Согласно этому поэтическому принципу построения текста, каждый элемент раскрывается многосторонне; и судебные дела, и действия главного героя — «сличал показания и подводил под законы» [Толстой 1984, 154] — становятся метафорической формой акта повествования и текстопорождения: как нарратор рассматривает «дело Ивана Ильича» с разных сторон, так и «авторский» субъект текста подвергает языки критике и открывает поэтические перспективы значений слов и имен. Приведем пример. Судебный термин «сличать» повторяется в другом, простом контексте. Действие героя в эпизоде, когда он видит совершившуюся в его облике перемену, — «сличил портрет с женой с тем, что он видел в зеркале» [161], — является не только развертыванием мотива «зеркала», тематической проекцией зеркальности, но и анаграмматической демонстрацией связи отчества героя (Ильич) с его действием («сличение»).

Имя «Иван» и отчество «Ильич» разложены в тексте на сегменты параллельно разложению тела и разбору души героя. Смерть Ивана Ильича низведена окружающими (ср. движение вниз) «на степень случайной неприятности, отчасти неприличия» [Толстой 1984, 168]. В повествовании открыто заявляется, что герой «служил всю свою жизнь» приличию, но теперь, когда вместо светских визитов наступает самый «торжественный акт» жизни [Толстой 1984, 168], обнажается настоящее значение слова «при/личие». Если раздробить внешнюю оболочку слова, то раскрывается его внутренний смысл, т. е. оно означает только маску, показное, видимость, скрывающую настоящее значение: «лицо». Приличное поведение остается бессильно в понимании истинного положения дел, правильной семантики слов. При этом не только возводится в ранг поэтического приема этимологизация и актуализация исторически сложившихся и соприкасающихся семантических полей слов, как, например, «суд» — «судьба», но и стершиеся понятия обрастают новым смыслом.

В связи с именем «Иван» отметим, что герой должен занять должность до 10-го сентября. Точные даты в повести служат не только исключению фикциональности, они имеют также и номинативную функцию. В этот день отмечают в христианском мире мученическую кончину Иоанна Крестителя. В данном случае связь может проявляться в том, что главного героя Толстого называют Иваном и в это время начинается его болезнь.

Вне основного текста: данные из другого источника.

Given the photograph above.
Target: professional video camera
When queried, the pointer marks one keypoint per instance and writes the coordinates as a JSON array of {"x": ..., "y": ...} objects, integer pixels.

5. Неуместными становятся постоянные сомнения в установлении диагноза врачами («взвешивание вероятностей»). Медицинские неопределенные «то-то и то-то» представляют ряд местоимений, скрывающих настоящую суть вещей. Здесь предположения касаются правильного наименования болезни. Однако в презентации наррации появляются и «олицетворения», так как в ответе звучит органическая подмена — блуждающая почка и слепая кишка, нарушающие порядок, правильность прежней жизни, «что-то делали не так, как следовало, и на которые за это вот-вот нападут Михаил Данилович и знаменитость и заставят их исправиться» [Толстой 1984, 172]. В действии персонажей — доктора наступательно стараются вернуть сошедшего с пути больного — реализуется иносказательный смысл. Имя Михаил Данилович коннотирует с образом известного архангела, являющегося главой святого воинства ангелов и воющего, в том числе, и со злыми духами, которые в христианстве считались источником болезней, отсюда и следует название действия («нападать»).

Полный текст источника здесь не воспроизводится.